The dataset is structured as follows:
- MONTH: goes from ‘2021-12-01’ to ‘2023-04-01’; with 17 unique dates being the first date of each month in that interval
- MSISDN: includes “5,944,104” unique phone number; which are repeated for each month
- TOT_OUTG_REV: which includes the total revenue (a real number) generated by the MSISDN in the particular MONTH variable
- TOT_DATA_REV: which includes the total data revenue (a real number) generated by the MSISDN in the particular MONTH variable; this is the target variable
- NB_OUTG_SMS: which includes the number of SMS (an int) sent by MSISDN
- COMMUNE: which includes the city (a categorical variable) the MSISDN is located in
- OCCUPATION: which includes the profession (a categorical variable) of the MSISDN
- REG_DATE: which includes the registration date of the MSISDN
Here is a sample of the code I wrote to format the dataset
CODE:
pers_loc_rev_sample_hf = []
start_date = pers_loc_rev["COHORT_MONTH"].min()
for i, msisdn in enumerate(pers_loc_rev_apr23_msisdn[8470:]):
hf_dict = {}
hf_dict["MSISDN"] = msisdn
hf_dict["START_DATE"] = pers_loc_rev[pers_loc_rev["MSISDN"]==msisdn]["COHORT_MONTH"].min()
hf_dict["TARGET"] = pers_loc_rev[pers_loc_rev["MSISDN"]==msisdn]["TOT_DATA_REV"].values
hf_dict["FEAT_STATIC_CAT"] = []
hf_dict["FEAT_DYNAMIC_REAL"] = []
for dyn_col in dynamic_real_cols:
hf_dict["FEAT_DYNAMIC_REAL"].append(pers_loc_rev[pers_loc_rev["MSISDN"]==msisdn][dyn_col].values)

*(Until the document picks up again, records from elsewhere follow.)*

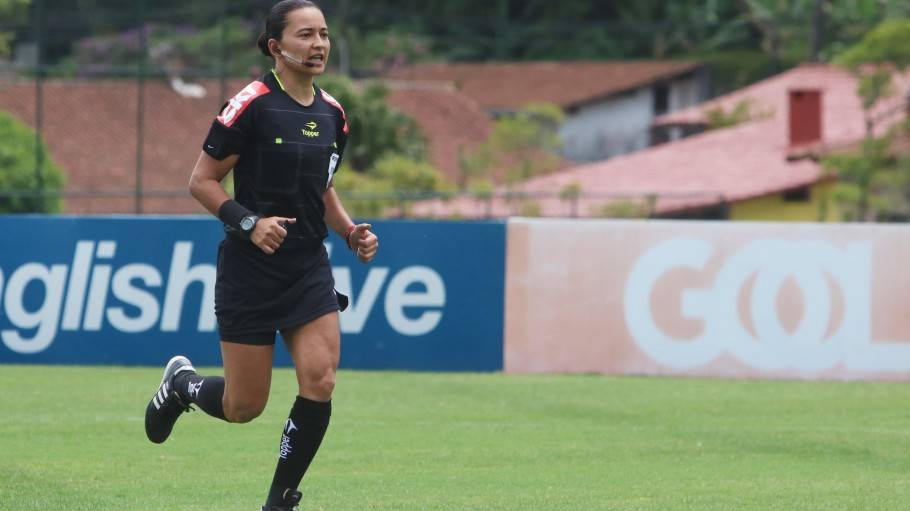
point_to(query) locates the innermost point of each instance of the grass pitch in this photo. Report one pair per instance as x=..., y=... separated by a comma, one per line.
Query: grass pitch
x=71, y=438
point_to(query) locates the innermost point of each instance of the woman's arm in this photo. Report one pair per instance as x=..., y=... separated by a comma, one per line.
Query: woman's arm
x=205, y=186
x=360, y=239
x=205, y=182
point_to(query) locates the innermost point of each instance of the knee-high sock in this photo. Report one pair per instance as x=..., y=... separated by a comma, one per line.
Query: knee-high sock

for stat_col in static_cat_cols:
hf_dict["FEAT_STATIC_CAT"].append(pers_loc_rev[pers_loc_rev["MSISDN"]==msisdn][stat_col].values)
if i==10000 : break
pers_loc_rev_sample_hf.append(hf_dict)
from datasets import Dataset, Features, Value, Sequence
features = Features(
{
"START_DATE": Value("timestamp[s]"),
"TARGET": Sequence(Value("float32")),
"FEAT_STATIC_CAT": Sequence(Value("string")),
"FEAT_DYNAMIC_REAL": Sequence(Sequence(Value("float32"))),
"MSISDN": Value("string"),
}
)
# pers_loc_rev_sample_hf
dataset = Dataset.from_list(pers_loc_rev_sample_hf, features=features)
This code is extremely slow for a 101,049,768 rows dataframe, does anyone have a recommendation on how to do these efficient?